By contrast, in Norway, more than half of all new vehicles are already electric or hybrids. See Zlata Rodi0nova’s article in The Independent. We know that carbon emissions are creating an environmental crisis. The Norwegians and others are showing that carbon emissions can be limited. In the United States, corporate oil interests dominate our national discourse and they don’t particularly care about long term consequences as long as they can pump oil and reap profits now. What is going on is not so complicated really.
Second article, Nicholas Kristof, in a Sunday New York Times op-ed, “Are Your Sperm In Trouble?” Yeah, not your usual dinner conversation. But given where we come from, Kristof has some alarming news. The human race may not be around to die from global warming caused by carbon emissions or from some ill-calculated nuclear exchange. Here’s Kristof, “As a couple finishes its business, millions of sperm begin theirs: rushing toward an egg to fertilize it. But these days, scientists say, an increasing proportion of sperm — now about 90 percent in a typical young man — are misshapen, sometimes with two heads or two tails.
Even when properly shaped, today’s sperm are often pathetic swimmers, veering like drunks or paddling crazily in circles. Sperm counts also appear to have dropped sharply in the last 75 years, in ways that affect our ability to reproduce.”
The cause? “Human and animal studies suggest that a crucial culprit is a common class of chemical called endocrine disruptors, found in plastics, cosmetics, couches, pesticides and countless other products. Because of the environmental links, The New Yorker once elegantly referred to the crisis as “silent sperm,” and innumerable studies over 25 years add to the concern that the world’s sperm are in trouble.”
The problem, in other words, are all those plastics and designer chemicals that corporate industries have sold to us. As Kristof notes, “What’s needed above all is more aggressive regulation of endocrine disrupting chemicals. America has been much slower than Europe to regulate toxic chemicals, and most chemicals sold in the U.S. have never been tested for safety. The larger question is why we allow the chemical industry — by spending $100,000 on lobbying per member of Congress — to buy its way out of effective regulation of endocrine disruptors.
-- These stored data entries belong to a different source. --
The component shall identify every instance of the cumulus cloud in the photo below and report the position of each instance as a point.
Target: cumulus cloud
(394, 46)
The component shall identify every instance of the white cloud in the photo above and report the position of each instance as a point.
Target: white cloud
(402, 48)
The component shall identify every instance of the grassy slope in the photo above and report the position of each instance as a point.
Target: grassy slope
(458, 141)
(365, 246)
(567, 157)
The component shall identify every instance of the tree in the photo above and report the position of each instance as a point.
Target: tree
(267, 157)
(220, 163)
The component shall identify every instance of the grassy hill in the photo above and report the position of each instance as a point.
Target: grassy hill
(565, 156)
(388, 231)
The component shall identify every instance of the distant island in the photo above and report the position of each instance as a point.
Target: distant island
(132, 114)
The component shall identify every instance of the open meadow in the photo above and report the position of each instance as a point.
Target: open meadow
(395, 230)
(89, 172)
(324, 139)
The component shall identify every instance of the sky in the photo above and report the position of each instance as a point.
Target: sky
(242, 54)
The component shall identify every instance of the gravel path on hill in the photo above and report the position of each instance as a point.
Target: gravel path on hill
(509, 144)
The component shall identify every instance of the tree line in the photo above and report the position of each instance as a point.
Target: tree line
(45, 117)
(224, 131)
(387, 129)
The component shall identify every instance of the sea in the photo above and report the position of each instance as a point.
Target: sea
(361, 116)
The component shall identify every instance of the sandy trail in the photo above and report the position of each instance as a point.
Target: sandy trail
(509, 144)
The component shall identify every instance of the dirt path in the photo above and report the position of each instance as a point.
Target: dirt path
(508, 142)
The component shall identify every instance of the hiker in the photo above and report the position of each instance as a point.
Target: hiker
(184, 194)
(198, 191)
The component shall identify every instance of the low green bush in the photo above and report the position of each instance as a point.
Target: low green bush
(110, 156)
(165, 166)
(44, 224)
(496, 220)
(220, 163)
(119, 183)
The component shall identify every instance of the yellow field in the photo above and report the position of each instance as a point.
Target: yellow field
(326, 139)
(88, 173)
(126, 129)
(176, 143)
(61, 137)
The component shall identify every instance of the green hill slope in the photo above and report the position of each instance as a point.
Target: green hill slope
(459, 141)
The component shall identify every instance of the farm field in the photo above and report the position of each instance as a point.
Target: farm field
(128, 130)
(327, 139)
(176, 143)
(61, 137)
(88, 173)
The industry’s deceit marks a replay of Big Tobacco’s battle against regulation of smoking.”
Keep in mind that with DDT alone, the chemical industry nearly wiped out the American bald eagles and ospreys in the 1950s.
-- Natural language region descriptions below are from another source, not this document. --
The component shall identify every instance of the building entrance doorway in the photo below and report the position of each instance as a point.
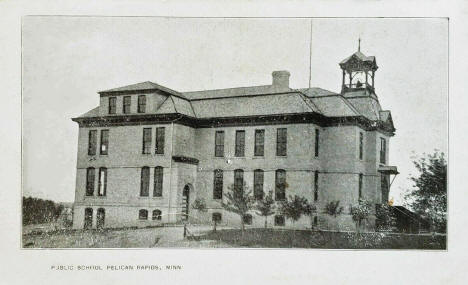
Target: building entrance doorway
(185, 202)
(100, 217)
(88, 223)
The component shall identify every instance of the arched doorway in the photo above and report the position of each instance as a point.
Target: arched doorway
(100, 218)
(185, 202)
Here’s the bigger issue. Laws and public policies in the United States are overly attuned to corporate bottom lines at the expense of public welfare and benefits. The same analysis applies to the debate over health care where American corporate interests prevent us from joining the rest of the modern world with universal care under a single-payer system. It’s why the Right wants to privatize social security. In their world, no opportunity should be missed to make a buck. With the Right-Wing corporate Republicans holding Congress, the Presidency, and a majority of state legislatures, that problem has been getting worse, not better. Under the holding of Citizens United, corporations can spend unlimited funds to buy elections. Just as bad is the public tolerance for gerrymandering and voter restrictions. The rise of Trump and Bannon are simply icing on the cake. What is already bad could get even worse.
These warnings do not reflect hypothetical dangers. The facts are right there for anyone to see. The environmental hazards get worse everyday. Venal, short-sighted, and stupid people, responding to venal corporate interests, are in control. But these are problems that can be addressed. Other countries have enlightened policies and are searching for solutions that allow us to live in harmony with the realities of the natural world. Do we let the moronic money grubbers of the Republican right run our lives? Or do we take them on, take back our country, and, hopefully, save humanity? Do we really have any choice?